John Ruskin, the great Victorian art critic and social commentator, said, “Fine art is that in which the hand, the head and the heart go together.” Whereas this journal cannot support all Ruskin's thinking—he was a vehement creationist—we do concur that creativity is borne of passion and intellect, a combination of the heart and the brain. With this in mind, Nature Medicine endeavored to highlight the molecular and pathophysiological relationships between the two at our conference Days of Molecular Medicine: Heart and Brain Signaling Pathways in complex Human Diseases, 13–16 March, organized in conjunction with the Institute of Molecular Medicine-UCSD and The Salk Institute.

Presentations about specific links between heart and brain were particularly well received at the conference. One obvious commonality between the two systems is that they are excitable tissues replete with ion channels and are susceptible to degeneration and malfunction when these channels are mutated. Specifically, Robert Kass of Columbia University suggested an explanation for long QT syndrome, a cardiac arrhythmia, which involves a neuronal-myocyte link. He presented evidence that a mutation in a potassium channel causes arrhythmia when the sympathetic nervous system is activated.

The transcription factor myocyte enhancer factor-2 (MEF2) is a good example of a signal transduction molecule central to both systems. Eric Olson of the University of Texas Southwestern Medical Center discussed MEF2 stimulation via calcium-dependent signaling pathways and its association with histone deacetylase (HDAC) complexes to control the activation and repression of muscle differentiation. Through an elegant series of knockout and transgenic experiments, he went on to demonstrate that HDAC functions as a terminal step in the hypertrophic pathway. Meanwhile, Stuart Lipton of the Burnham Institute, whose group originally cloned an isoform of MEF2 in the brain, discussed its role in neuronal apoptosis. Excessive stimulation of N-methyl-d-aspartate receptors in mature cortical neurons, as occurs in the rat ischemia/reperfusion model of stroke, leads to cleavage of MEF2 isoforms producing dominant interfering forms of MEF2 that are thought to be pro-apoptotic.

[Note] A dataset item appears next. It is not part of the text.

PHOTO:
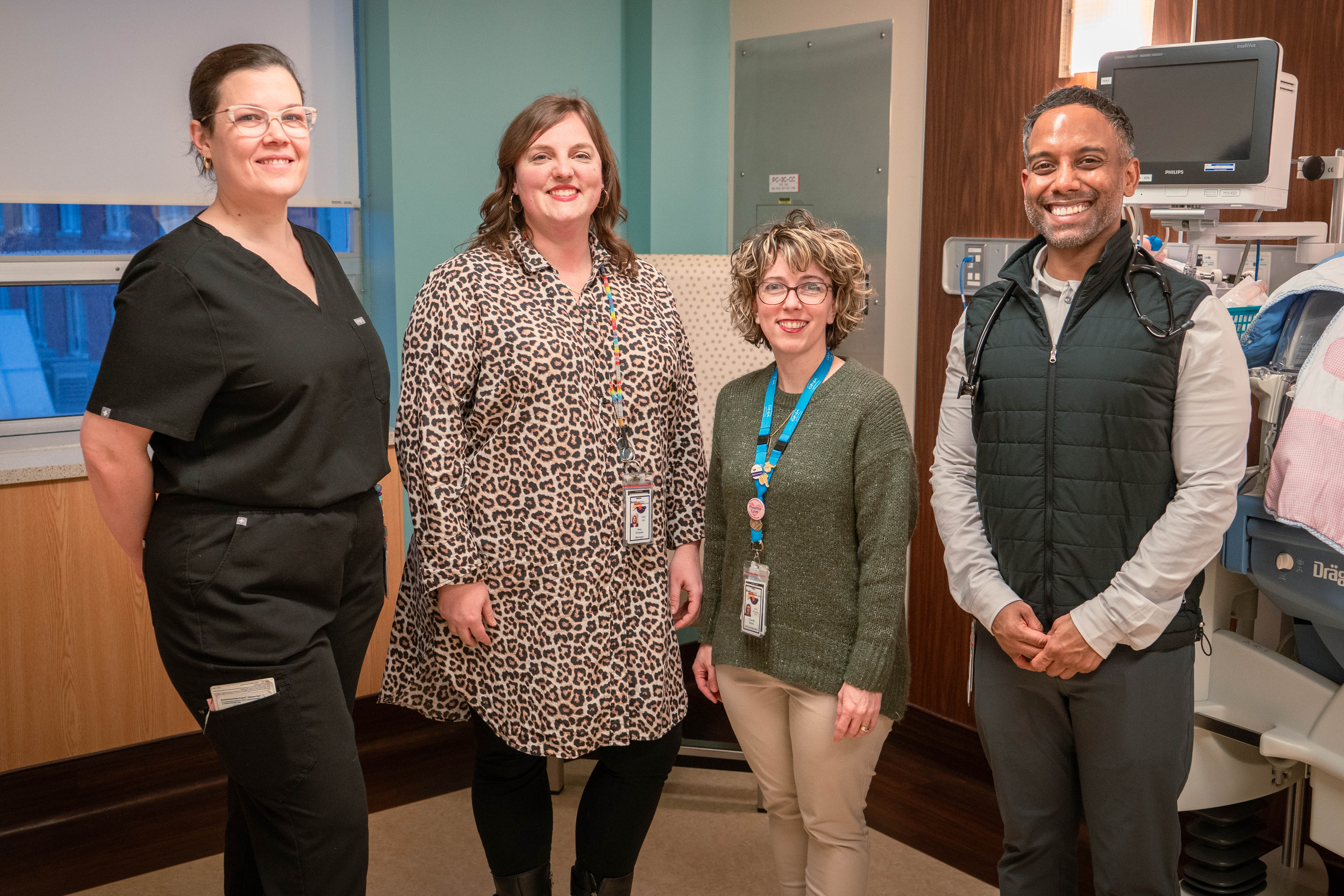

Hypoxia-inducible factor 1 (HIF-1) is another vital heart–brain signaling molecule. Under hypoxic conditions, HIF-1 activates transcription of genes encoding proteins that respond to low oxygen concentration. Gregg Semenza of Johns Hopkins University described the differential expression pattern of HIF-1 in brains of animals exposed to both hypoxic and ischemic conditions. Semenza illustrated the therapeutic implications of his work by showing how certain compounds can induce HIF-1 and thereby protect against brain injury in rats.

The meeting also revealed how, with increased genomic information at hand, some scientists in the cardiovascular and neuroscience research fields are moving backwards phylogenetically from mammalian studies to using lower organisms as screening systems. Mark Keating of Harvard, known for his human molecular genetic investigations of cardiomyopathy and congenital heart disease, reverted to the zebrafish as a model of tissue regrowth to identify genes for regeneration of the tail and heart.

Christian Haass from Ludwig-Maximilians University in Munich is also using zebrafish to elucidate the role of γ secretases as inhibitors of somitogenesis; these enzymes are thought to be crucial to the production of amyloid-β plaques in Alzheimer disease. And Christine Seidman from Harvard is further characterizing the mammalian genetics of two cardiac hypertrophic pathways in yeast models.

These reductionist strategies were complemented by a human population approach described by Jonathan Knowles from Roche Pharmaceuticals. Knowles discussed data from his company's collaboration with DeCode Genetics on the population genomics of Iceland. Using the exhaustive classification of the country's genealogy and genetic characterization of current residents, specific diseases were selected for analysis and 13 genetic risk factors have been uncovered thus far. For example, evaluation of 2,600 stroke patients and their families has revealed that 30% of patients possess a specific haplotype on chromosome 5q12. This cluster of DNA sequence variations increases risk of stroke seven-fold, independent of other predisposing conditions such as hypertension or diabetes. Notably, the locus harboring these variations encodes a protein found in the smooth muscle of atherosclerotic plaques.

Overall, we feel the conference succeeded in tying together research from two seemingly disparate disciplines and in examining recent progress from the whole population level to the tissue, and on through to the genetic level—a span of investigation that is now being described as 'systems biology' (see page 315). Moreover, we predict that many more scientific conferences will seek to emphasize the interdependence rather than the independence of different fields of biomedical research. The value of this approach was encapsulated by Stephen Strittmatter of Yale University. In showing the tissue expression pattern of Nogo (a component of brain myelin), Strittmatter paused to say that until now, he had overlooked the presence of Nogo in the heart.

Next year's Nature Medicine/UCSD/Salk conference will focus on the implications of immunotherapy across multiple disease conditions. We hope that all scientists who are truly interested in an integrative approach to molecular medicine will join us.